15-110 Summer 2015

Programming Assignment 6

Overview

Data structures are powerful tools for computer scientists and programmers. They help manage complexity, promote organization, and allow for the implementation of clever algorithms. In this assignment, you'll be playing around with a few basic data structures to solve programming problems. By the end of the assignment, you'll have familiarity with associatove arrays (implemented as dictionaries in Python), and binary search trees.

For this assignment, you will create Python source files containing functions implementing each of the problems described below. If you find it useful for any of the problems in this assignment, you may define additional helper functions that your primary function for that problem calls to solve a sub-problem. Definitions for these helper functions should be included in the same Python source file as the primary function they help. You should store a source file for each problem in a folder named pa6.

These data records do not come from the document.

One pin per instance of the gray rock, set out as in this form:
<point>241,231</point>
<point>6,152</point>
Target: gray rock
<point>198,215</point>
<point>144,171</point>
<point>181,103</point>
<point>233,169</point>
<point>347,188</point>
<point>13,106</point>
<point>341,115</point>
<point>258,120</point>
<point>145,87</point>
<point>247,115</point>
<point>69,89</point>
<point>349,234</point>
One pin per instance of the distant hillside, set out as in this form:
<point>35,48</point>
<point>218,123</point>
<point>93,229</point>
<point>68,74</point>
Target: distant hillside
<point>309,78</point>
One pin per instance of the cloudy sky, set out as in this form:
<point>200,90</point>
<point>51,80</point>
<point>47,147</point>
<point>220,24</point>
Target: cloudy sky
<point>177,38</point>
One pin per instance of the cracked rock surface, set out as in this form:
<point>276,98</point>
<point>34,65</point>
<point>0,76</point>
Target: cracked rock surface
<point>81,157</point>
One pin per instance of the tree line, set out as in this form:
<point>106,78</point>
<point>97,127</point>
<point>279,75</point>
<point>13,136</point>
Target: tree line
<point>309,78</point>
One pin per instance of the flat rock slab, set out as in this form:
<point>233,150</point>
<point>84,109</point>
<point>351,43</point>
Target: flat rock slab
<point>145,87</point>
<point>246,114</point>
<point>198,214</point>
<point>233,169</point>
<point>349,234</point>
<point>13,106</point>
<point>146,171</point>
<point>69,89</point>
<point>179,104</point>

Note: You are responsible for protecting your solutions to these problems from being seen by other students either physically (e.g., by looking over your shoulder) or electronically. Before submitting your code, you should also download this file: test_pa6.py and do the following:

>>> from test_pa6 import *                (OR > python3 -i test_pa6.py)
>>> test_all()
These tests will automatically check that your function returns the correct value. If you don't see the message "All tests completed", then there is something that needs to be fixed for you to get full credit. You can isolate the problem as follows:
>>> test_duplicates()
Finished testing duplicates!
...
and so forth. There is a test function for each of the functions you are to write. Please note: Passing the tests does not guarantee you full credit. There may be cases not covered in the tests we give you, and there are other requirements for your code that are stated in this assignment but not checked by the test file. It is your responsibility to think about whether your function definitions satisfy the requirements.

Problems

  1. [2 pts] A dictionary is an unordered mutable collection of key/value pairs. It associates a key (for example a word) with a value (for example a definition for that word). Any particular key can appear at most once in a dictionary and keys must be immutable. While the keys in a dictionary are guaranteed to be unique, the associated values are not. In the file triplets.py, define a function triplets(d) that takes a dictionary d as input and returns the number of unique values that appear exactly 3 times. Hint: For any dictionary d, list(d.values()) returns a list consisting of all the values in d. You may also find it convenient to use the count method for lists: lst.count(x) returns the number of occurrences of x in lst.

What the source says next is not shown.